Individual diamonds dated for the first time

VU Earth Scientists were able to date precisely, for the first time, a characteristic type of diamond using individual garnet mineral inclusions to show that half of them were billions of years younger than previously thought.

09/21/2017 | 2:21 PM

Janne Koornneef, Michael Gress and Gareth Davies publish this today in their paper ‘Archaean and Proterozoic diamond growth from contrasting styles of large-scale magmatism’ in Nature Communications.

Diamonds are categorised by the mineral inclusions trapped within the carbon crystal structure that give clues about the conditions under which they formed. Harzburgitic diamonds, the subject of the study, form associated with very large amounts of melting of the deep Earth.

Processes still poorly understood
Despite decades of research the processes that control the movement of large amount of carbon in the Earth’s interior are poorly understood. We know that carbon travels from the interior in gases that escape from volcanoes. We also know that carbon is returned to the interior of the Earth when plates collide and sediments and other rocks are transported to great depth.

However, how these processes have changed over Earth’s history associated with the cooling of the Earth’s interior is unknown, as are the exact processes that lead to diamond formation. “We do not even know how often diamonds are formed in one part of the Earth, nor the scale over which diamonds are formed in a single event, m3 or km3 or 100 km3”, says first author of the study Janne Koornneef, who was recently awarded an ERC Starting Grant. “By dating diamonds and studying the carbon they contain, we have the potential to study how the Earth’s carbon cycle has changed over geological time.”

Diamonds less ancient than previously assumed
This new research reports the ability to date precisely for the first time parts of an individual diamond with a characteristic type of mineral inclusion. The VU scientists demonstrated that earth scientists, who previously used 100’s of diamonds to try and understand when and how diamonds were formed, had misinterpreted their data. Professor Gareth Davies: “Their large diamond samples must have mixed different generations. By working on individual diamonds we were able to distinguish multiple diamond forming events, 2 of which we dated.”

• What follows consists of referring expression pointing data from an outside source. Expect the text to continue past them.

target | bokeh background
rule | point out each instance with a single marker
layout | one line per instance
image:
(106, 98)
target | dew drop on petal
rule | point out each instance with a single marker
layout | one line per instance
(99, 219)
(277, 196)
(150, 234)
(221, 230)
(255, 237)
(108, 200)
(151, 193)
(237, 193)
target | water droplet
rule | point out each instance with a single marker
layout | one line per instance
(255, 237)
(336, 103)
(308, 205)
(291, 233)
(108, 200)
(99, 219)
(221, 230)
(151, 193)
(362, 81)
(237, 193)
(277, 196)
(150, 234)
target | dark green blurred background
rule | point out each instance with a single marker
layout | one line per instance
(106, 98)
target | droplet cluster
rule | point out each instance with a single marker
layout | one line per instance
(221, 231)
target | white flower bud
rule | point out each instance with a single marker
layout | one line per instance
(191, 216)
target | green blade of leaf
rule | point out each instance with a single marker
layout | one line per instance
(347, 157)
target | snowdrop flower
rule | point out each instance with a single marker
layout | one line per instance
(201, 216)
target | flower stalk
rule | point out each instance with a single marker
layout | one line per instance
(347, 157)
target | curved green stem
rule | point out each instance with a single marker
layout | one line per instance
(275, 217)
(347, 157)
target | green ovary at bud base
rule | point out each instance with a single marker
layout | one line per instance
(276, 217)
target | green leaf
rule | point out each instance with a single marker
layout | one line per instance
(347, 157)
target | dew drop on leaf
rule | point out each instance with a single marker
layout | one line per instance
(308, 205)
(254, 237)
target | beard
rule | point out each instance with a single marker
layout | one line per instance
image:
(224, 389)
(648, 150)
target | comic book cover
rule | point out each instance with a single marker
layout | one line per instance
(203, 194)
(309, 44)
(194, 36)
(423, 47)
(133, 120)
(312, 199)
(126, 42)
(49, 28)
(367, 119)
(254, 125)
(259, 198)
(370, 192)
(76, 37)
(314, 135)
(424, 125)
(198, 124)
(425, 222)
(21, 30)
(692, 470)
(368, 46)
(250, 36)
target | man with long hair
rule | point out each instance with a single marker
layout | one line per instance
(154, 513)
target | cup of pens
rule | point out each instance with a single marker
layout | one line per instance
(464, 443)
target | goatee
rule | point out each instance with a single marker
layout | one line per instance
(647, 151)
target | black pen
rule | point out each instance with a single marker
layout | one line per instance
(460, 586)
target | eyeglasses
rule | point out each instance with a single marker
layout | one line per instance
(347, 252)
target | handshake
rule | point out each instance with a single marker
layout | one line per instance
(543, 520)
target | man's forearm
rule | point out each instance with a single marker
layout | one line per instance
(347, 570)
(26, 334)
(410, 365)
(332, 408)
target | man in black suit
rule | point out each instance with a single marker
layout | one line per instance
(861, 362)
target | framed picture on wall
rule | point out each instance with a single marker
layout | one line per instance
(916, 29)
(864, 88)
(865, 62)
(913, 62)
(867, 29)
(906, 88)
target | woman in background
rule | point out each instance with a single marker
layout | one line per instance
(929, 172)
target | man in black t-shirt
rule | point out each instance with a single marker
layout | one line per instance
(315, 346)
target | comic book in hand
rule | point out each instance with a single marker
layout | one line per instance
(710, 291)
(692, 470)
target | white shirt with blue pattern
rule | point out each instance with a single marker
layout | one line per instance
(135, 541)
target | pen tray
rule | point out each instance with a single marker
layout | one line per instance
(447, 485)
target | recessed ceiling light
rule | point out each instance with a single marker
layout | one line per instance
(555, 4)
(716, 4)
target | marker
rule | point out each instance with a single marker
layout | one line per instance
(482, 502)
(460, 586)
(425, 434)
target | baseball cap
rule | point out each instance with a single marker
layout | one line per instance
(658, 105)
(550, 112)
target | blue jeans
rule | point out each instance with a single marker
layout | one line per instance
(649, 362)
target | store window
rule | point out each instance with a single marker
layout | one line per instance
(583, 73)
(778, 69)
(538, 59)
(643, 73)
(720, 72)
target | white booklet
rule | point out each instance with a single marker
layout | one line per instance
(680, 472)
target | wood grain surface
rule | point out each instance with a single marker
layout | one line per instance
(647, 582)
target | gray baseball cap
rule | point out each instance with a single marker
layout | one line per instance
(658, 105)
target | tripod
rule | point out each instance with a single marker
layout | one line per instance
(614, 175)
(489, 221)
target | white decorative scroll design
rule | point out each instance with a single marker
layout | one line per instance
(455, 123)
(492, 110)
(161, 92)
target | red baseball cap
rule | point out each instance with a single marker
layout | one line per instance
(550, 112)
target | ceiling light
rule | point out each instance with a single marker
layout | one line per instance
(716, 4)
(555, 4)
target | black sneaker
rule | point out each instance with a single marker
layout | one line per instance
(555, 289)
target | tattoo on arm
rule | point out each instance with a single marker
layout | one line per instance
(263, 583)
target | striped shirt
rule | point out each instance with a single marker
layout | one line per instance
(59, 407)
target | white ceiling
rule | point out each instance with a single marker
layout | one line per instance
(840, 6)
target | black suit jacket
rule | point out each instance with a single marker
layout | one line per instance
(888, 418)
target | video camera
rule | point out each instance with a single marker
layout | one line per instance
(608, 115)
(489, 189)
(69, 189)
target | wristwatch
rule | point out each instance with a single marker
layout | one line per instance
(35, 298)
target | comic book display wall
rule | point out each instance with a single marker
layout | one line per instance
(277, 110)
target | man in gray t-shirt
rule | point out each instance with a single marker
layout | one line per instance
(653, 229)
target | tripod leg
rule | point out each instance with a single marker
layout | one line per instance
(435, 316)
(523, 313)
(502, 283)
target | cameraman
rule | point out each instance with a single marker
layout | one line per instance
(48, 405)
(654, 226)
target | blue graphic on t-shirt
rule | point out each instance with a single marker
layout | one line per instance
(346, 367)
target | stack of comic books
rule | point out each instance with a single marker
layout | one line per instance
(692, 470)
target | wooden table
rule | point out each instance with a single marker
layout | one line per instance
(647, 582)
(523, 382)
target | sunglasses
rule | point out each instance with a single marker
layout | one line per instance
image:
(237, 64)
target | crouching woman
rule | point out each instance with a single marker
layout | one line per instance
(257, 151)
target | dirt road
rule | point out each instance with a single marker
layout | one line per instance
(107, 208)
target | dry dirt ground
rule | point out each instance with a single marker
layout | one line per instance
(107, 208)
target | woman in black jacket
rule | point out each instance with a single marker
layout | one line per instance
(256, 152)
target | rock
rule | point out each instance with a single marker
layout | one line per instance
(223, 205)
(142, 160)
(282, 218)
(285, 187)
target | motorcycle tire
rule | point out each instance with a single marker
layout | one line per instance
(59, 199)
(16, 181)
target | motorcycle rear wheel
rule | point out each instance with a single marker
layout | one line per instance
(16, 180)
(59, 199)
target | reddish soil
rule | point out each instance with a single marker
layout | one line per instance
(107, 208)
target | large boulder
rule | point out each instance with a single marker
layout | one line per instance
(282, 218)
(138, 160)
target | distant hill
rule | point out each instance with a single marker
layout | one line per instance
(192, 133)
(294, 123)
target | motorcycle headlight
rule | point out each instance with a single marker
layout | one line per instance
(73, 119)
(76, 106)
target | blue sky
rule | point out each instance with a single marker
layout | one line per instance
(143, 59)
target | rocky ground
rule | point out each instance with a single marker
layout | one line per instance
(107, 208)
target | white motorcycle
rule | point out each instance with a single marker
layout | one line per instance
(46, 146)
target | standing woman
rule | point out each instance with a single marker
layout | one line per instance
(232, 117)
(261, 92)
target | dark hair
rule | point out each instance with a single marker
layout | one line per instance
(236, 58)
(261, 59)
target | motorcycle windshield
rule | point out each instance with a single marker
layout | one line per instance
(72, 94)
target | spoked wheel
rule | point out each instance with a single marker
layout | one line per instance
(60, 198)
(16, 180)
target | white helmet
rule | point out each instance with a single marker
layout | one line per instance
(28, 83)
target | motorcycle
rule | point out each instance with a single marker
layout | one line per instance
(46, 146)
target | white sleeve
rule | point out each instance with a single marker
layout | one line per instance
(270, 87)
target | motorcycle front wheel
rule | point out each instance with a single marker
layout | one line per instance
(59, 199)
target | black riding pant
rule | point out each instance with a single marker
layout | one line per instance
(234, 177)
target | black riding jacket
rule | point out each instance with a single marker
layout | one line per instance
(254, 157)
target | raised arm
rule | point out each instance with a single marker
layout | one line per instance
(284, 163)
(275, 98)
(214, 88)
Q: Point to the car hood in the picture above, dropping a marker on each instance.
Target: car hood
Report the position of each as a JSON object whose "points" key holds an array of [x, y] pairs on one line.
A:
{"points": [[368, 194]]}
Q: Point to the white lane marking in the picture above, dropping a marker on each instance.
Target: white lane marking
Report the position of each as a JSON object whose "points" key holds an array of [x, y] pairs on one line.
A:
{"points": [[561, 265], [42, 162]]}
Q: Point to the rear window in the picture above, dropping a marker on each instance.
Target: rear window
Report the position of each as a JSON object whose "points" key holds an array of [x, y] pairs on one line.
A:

The VU researchers demonstrate that these characteristic diamonds from one mine formed in events separated by billions of years (3,000 million and 1,150 million). Previously they were assumed to be primarily older than 3 billion years. The researchers also show that the two generations of diamonds formed in totally different geological environments suggesting that, as the Earth has cooled, the younger diamonds can only be formed under very special geological conditions where hot mantle from the interior rises towards the surface.

Better study the interior of the Earth
With the potential to date individual diamonds it is possible in the future to study how the sources of carbon in the interior of the Earth have changed over time. This is expected to help researchers better understand the evolution of the early Earth and perhaps the geological and biological processes that led to our present day habitable planet.

The different ages and geological environments indicated for the diamond formation mean that we have to change our ideas of when and how diamonds are formed. Koornneef: “This may mean that industry decides to modify their exploration strategies in the search for new diamond mines. Although today there is a ready supply of diamonds for industry and the jewellery markets, current resources only have a life time of a few decades.”

Davies: “Previously the harzburgitic diamonds were assumed to be very ancient (> 3 billion years) and so the exploration companies looked for ancient geological events as the cause of diamond formation. Our work shows that they need to include an extra 2 billion years of Earth history. That’s almost half the age of the Earth!”